Village in Herefordshire, England

Weston under Penyard is a small village in Herefordshire, England. The population of the civil parish at the 2021 Census was 1,000.

It lies on the A40 road two miles east of Ross-on-Wye. The Penyard is a prominent hill.

==History==
The parish church of St Lawrence has a tall 14th-century west tower which had a spire until it was damaged by lightning in 1750.

A Wesleyan chapel was constructed at Buryhill during the early 19th century but was disused by 1964. The building was subsequently converted for use as private residence.

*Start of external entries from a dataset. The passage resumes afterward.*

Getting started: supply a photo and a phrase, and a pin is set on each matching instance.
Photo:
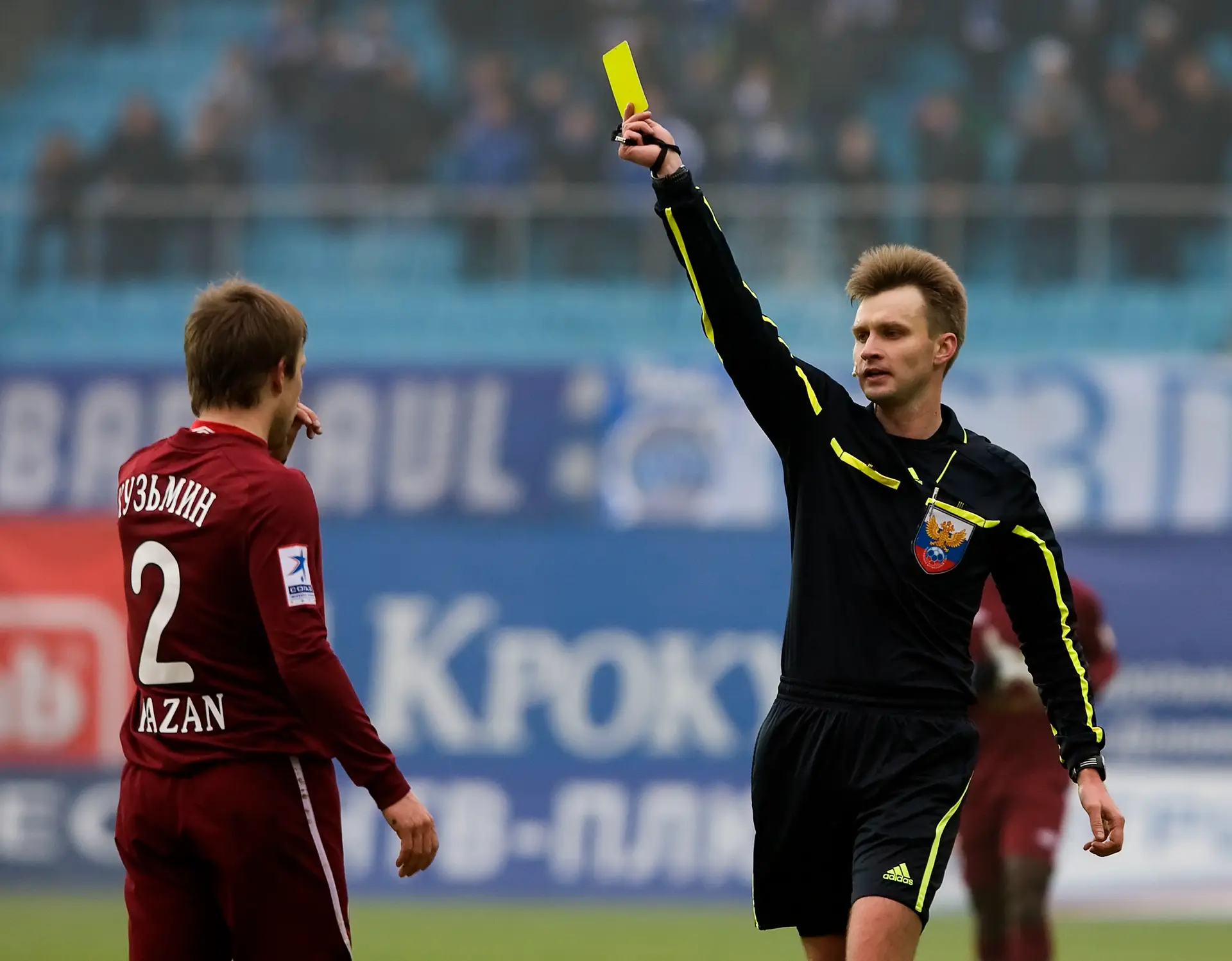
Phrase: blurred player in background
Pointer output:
(230, 821)
(1016, 801)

Slightly to the east under farmland lies the former Roman settlement of Ariconium, which gave its name to the historical Welsh Kingdom spanning areas of what is now known as Herefordshire Ergyng and Archenfield. The name Ariconium is Romano-British and may conceivably have an equivalent in or near the Roman province of Galatia.

Herefordshire escaped most of the battles with the Vikings but in 914 the Danes made additional visits to the area and ravaged Archenfield, according to the Anglo-Saxon Chronicle (AD 915, Worcester Manuscript, p. 99). The jarls leading the raids, Ohtor and Hroald, captured Bishop Cameleac or Cyfeiliog, then the Bishop of Llandaff; he was later ransomed. The jarls were killed in a subsequent battle at "Kill Dane Field" in Weston-under-Penyard and the raiders were subdued.

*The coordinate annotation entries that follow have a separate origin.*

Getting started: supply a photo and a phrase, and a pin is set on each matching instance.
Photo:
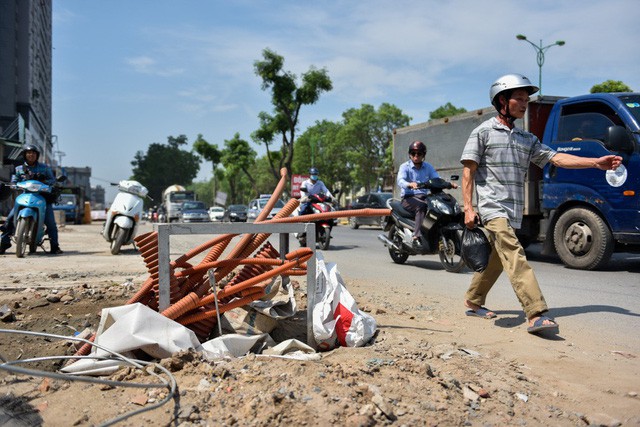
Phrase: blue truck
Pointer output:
(582, 215)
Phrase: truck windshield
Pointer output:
(180, 197)
(633, 104)
(193, 205)
(67, 199)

Two miles south west are the fragmentary remains of Penyard Castle, a fourteenth-century castle on the site of which was built a seventeenth-century house. Penyard House is a Georgian building that used to operate as a hotel.

==Notable people==
- Richard Amerike (c. 1445–1503), a Bristol merchant, was born in the village, and some sources suggest gave his name to America.
- Marc Bolan, the singer and guitarist, owned the Old Rectory in the 1970s.
- Richard Hammond, the former Top Gear presenter, has a home, Bollitree Castle, in the village. It comprises a house built circa 1700 incorporating the remains of an earlier building, to which castellated walls, turrets and moat were added in the late eighteenth century.
- Mary Susannah Hawks (1829 - 1901), who was the wife of Major-General Richard Clement Moody, the founder of British Columbia, died at Woodfield, Weston-under-Penyard, on 12 January 1901, when she was aged 72 years.

==Transport==
Weston under Penyard Halt was a former station on the Hereford, Ross and Gloucester Railway on the section between Ross-on-Wye and Grange Court and thence to Gloucester. Opened in 1929 to compete with local road transport it was located on the Great Western Railway line linking Ross-on-Wye and Gloucester. Nothing remains of the station.